Nitrative Stress in Cerebral Endothelium Is Mediated by MGluR5 in Hyperhomocysteinemia
Hyperhomocysteinemia (HHcy) disrupts nitric oxide (NO) signaling and increases nitrative stress in cerebral microvascular endothelial cells (CMVECs). This is mediated, in part, by protein nitrotyrosinylation (3-nitrotyrosine; 3-NT) though the mechanisms by which extracellular homocysteine (Hcy) generates intracellular 3-NT are unknown.

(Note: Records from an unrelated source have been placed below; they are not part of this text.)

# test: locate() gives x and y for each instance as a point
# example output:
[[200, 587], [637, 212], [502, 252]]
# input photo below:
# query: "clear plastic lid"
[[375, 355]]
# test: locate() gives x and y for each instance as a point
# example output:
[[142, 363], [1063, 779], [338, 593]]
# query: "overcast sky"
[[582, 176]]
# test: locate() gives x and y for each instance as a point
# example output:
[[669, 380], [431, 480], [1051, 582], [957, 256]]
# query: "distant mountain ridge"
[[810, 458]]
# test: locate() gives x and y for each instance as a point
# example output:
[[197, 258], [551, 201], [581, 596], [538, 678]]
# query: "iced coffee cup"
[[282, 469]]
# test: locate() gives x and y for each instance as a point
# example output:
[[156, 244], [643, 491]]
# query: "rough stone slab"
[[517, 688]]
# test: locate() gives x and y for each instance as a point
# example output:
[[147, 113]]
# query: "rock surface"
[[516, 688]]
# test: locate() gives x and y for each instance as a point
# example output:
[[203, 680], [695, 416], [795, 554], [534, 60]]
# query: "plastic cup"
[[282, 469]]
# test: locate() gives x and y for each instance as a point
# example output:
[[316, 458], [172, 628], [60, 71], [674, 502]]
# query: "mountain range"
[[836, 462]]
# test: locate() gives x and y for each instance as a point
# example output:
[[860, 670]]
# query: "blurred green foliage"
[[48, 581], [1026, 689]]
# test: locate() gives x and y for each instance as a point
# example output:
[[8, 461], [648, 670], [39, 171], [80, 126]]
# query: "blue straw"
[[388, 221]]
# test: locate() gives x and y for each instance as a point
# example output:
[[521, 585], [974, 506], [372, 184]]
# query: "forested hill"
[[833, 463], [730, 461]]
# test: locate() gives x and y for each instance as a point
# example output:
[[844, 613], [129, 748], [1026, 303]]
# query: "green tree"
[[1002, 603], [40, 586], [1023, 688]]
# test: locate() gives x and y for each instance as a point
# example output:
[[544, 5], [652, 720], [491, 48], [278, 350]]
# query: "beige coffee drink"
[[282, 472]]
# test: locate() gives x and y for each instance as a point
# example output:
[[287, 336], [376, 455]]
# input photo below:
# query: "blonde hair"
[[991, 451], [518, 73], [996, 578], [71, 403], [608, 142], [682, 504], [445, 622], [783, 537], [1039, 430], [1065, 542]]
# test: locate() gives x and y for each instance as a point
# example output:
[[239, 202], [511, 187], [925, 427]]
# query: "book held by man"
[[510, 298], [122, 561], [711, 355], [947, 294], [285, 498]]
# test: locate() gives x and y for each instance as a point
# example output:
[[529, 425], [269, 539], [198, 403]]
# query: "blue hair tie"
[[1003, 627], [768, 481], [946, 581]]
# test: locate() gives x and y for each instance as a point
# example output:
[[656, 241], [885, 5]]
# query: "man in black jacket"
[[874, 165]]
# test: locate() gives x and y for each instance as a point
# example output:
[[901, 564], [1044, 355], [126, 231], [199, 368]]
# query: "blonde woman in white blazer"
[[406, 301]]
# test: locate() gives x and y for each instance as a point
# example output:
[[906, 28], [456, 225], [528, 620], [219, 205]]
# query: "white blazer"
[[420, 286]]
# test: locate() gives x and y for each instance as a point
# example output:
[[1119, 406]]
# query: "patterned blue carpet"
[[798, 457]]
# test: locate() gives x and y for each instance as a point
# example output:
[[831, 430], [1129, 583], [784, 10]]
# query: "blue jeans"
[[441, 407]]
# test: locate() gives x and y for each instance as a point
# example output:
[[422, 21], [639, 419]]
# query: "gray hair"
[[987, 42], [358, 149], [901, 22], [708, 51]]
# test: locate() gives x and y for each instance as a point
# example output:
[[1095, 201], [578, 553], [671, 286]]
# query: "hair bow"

Using a murine model of mild HHcy (cbs+/− mouse), we show that 3-NT is significantly elevated in cerebral microvessels with concomitant reductions in serum NO bioavailability as compared with wild-type littermate controls (cbs+/+). Directed pharmacology identified a receptor-dependent mechanism for 3-NT formation in CMVECs. Homocysteine increased expression of inducible NO synthase (iNOS) and formation of 3-NT, both of which were blocked by inhibition of metabotropic glutamate receptor-5 (mGluR5) with the specific antagonist 2-methyl-6-(phenylethynyl) pyridine hydrochloride. Activation of mGluR5 is both sufficient and necessary to drive the nitrative stress because direct activation using the mGluR5-specific agonist (RS)-2-chloro-5-hydroxyphenylglycine also increased iNOS expression and 3-NT formation while knockdown of mGluR5 receptor expression by short hairpin RNA (shRNA) blocked their increase in response to Hcy. Nitric oxide derived from iNOS was required for Hcy-mediated formation of 3-NT because the effect was blocked by 1400W. These results provide the first evidence for a receptor-dependent process that explains how plasma Hcy levels control intracellular nitrative stress in cerebral microvascular endothelium.
N. Ercal et al., "Nitrative Stress in Cerebral Endothelium Is Mediated by MGluR5 in Hyperhomocysteinemia," Journal of Cerebral Blood Flow & Metabolism, Nature Publishing Group, Dec 2011.